Posted by Julian O'Dea on May 24, 2015 at 3:31 am
Yes. There was a Facebook headline in an Australian newspaper yesterday that read “Drunk Driver Loses Left Nut.” I asked if they would ever write “Drunk Woman Driver Loses Left Tit”?
It was the Northern Territory News. But still …
Posted by C H on June 6, 2015 at 4:30 pm
It Is also interesting how this mindset prohibits the ability to recognize the deeper symbolic aspects of film; that the writer just might be (intentionally or not sometimes) communicating something about the end result of a characters behavior in a larger context. I lost interest in Game of Thrones early on myself; too much violence and gratuitous nonsense. But the episodes I did see said less to me about the show’s period style. It was, to me, talking more about today. More about what we are willing to overlook in those we idolize or serve in order to keep up our own charades.
Without seeing the symbolic elements for what they symbolize, we tend to just pick a side and rationalize our position until truth is just subject to the requirements of servicing our rationalizations of our side.
Posted by Julian O'Dea on June 6, 2015 at 4:50 pm
Yes. What is also forgotten is that writers and directors may have genuinely mixed or nuanced motivations. And that these may be hidden, certainly from the plain view of the less perceptive viewer and perhaps even from the author himself.

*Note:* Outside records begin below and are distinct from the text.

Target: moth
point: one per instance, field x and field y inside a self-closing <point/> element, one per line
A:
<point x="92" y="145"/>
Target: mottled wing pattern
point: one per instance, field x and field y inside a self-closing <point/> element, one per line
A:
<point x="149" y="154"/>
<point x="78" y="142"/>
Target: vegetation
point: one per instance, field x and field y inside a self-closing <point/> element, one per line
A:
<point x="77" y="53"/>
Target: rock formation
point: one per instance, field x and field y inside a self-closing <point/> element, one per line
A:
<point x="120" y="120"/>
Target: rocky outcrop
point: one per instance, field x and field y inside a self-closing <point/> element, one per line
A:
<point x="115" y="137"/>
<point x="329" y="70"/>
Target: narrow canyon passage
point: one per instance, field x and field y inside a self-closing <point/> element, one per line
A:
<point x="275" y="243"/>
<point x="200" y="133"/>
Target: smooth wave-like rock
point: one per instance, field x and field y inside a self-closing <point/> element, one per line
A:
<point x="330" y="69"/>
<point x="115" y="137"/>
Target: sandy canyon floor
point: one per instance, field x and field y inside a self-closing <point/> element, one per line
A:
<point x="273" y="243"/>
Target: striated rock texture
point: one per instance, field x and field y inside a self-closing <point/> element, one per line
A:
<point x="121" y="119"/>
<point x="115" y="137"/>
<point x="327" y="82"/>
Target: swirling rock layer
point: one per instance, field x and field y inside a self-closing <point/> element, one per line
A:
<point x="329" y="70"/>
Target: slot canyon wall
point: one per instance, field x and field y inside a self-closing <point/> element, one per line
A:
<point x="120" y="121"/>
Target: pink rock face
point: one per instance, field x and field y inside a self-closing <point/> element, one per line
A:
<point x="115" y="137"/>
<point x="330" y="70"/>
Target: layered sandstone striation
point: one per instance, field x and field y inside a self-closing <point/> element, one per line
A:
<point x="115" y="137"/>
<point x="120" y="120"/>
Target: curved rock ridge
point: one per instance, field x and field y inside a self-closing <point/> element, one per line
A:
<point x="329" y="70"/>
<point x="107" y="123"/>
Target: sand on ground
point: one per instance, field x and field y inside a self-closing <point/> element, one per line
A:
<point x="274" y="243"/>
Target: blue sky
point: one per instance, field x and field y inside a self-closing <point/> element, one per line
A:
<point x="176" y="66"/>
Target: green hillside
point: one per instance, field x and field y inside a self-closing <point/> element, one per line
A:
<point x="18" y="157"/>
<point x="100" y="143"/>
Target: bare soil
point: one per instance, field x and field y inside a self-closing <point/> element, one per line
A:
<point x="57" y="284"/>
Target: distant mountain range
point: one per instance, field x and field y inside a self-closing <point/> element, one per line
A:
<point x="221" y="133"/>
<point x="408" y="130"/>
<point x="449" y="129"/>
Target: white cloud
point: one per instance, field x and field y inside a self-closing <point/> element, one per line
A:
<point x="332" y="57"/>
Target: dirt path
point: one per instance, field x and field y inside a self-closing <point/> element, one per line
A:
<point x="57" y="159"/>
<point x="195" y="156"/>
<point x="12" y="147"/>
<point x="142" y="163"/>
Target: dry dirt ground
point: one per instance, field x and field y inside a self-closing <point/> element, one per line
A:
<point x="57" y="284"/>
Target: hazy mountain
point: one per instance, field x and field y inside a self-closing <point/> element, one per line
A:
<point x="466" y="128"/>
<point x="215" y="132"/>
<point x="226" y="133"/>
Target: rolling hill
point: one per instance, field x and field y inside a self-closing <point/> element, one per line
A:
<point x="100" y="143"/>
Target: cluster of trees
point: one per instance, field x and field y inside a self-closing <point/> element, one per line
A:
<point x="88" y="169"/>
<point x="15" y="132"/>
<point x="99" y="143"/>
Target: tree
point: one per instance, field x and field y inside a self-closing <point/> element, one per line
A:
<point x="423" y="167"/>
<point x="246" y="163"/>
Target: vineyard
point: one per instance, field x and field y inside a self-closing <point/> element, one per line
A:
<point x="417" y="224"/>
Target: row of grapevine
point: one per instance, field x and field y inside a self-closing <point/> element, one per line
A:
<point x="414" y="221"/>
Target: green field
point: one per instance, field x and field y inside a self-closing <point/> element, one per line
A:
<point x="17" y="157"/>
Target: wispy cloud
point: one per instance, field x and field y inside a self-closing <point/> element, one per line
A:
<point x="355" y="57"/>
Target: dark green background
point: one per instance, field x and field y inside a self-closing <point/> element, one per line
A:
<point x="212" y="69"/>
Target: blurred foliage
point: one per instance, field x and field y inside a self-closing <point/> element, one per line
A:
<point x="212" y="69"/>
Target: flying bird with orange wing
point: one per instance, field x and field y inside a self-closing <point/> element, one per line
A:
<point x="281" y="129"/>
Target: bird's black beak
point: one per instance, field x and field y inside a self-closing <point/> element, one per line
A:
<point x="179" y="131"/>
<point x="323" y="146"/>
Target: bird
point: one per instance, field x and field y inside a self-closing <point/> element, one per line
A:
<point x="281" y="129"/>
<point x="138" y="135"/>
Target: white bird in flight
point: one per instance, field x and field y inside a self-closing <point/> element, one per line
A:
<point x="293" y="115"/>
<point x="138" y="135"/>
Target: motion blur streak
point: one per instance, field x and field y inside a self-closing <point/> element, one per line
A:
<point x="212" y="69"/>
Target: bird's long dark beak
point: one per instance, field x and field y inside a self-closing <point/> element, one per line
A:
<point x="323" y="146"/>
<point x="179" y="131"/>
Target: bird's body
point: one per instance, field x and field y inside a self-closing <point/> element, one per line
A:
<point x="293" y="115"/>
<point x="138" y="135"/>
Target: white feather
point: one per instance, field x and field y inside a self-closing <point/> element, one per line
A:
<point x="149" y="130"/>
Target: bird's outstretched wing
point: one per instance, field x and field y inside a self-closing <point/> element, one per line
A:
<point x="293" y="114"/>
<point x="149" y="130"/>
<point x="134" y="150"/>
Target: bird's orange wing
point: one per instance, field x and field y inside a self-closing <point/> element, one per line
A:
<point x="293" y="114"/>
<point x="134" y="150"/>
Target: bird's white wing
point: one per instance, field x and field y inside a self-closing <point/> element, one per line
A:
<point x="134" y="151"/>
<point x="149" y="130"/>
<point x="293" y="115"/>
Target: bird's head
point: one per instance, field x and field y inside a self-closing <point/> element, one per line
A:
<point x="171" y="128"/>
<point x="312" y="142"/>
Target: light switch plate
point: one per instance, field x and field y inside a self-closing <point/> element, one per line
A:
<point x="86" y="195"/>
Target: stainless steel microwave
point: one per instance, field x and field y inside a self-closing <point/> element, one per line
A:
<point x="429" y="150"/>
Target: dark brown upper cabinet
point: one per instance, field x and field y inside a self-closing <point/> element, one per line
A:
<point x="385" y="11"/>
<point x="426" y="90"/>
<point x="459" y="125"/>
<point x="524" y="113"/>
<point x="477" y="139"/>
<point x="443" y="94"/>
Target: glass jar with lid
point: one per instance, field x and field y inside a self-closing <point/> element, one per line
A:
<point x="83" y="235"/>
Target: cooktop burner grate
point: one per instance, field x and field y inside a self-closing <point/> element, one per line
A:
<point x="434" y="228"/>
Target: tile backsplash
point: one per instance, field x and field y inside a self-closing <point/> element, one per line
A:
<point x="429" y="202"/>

My favourite example of this is the very unfeminist character of Rachael in Blade Runner. The director himself seemed to be unaware of what he had done. I have written about this case here:
https://davidcollard.wordpress.com/2013/06/21/the-sexual-politics-of-blade-runner/
Some people are “irony-challenged” and these are perhaps the same people who want to see their favourite characters always clearly “on message”.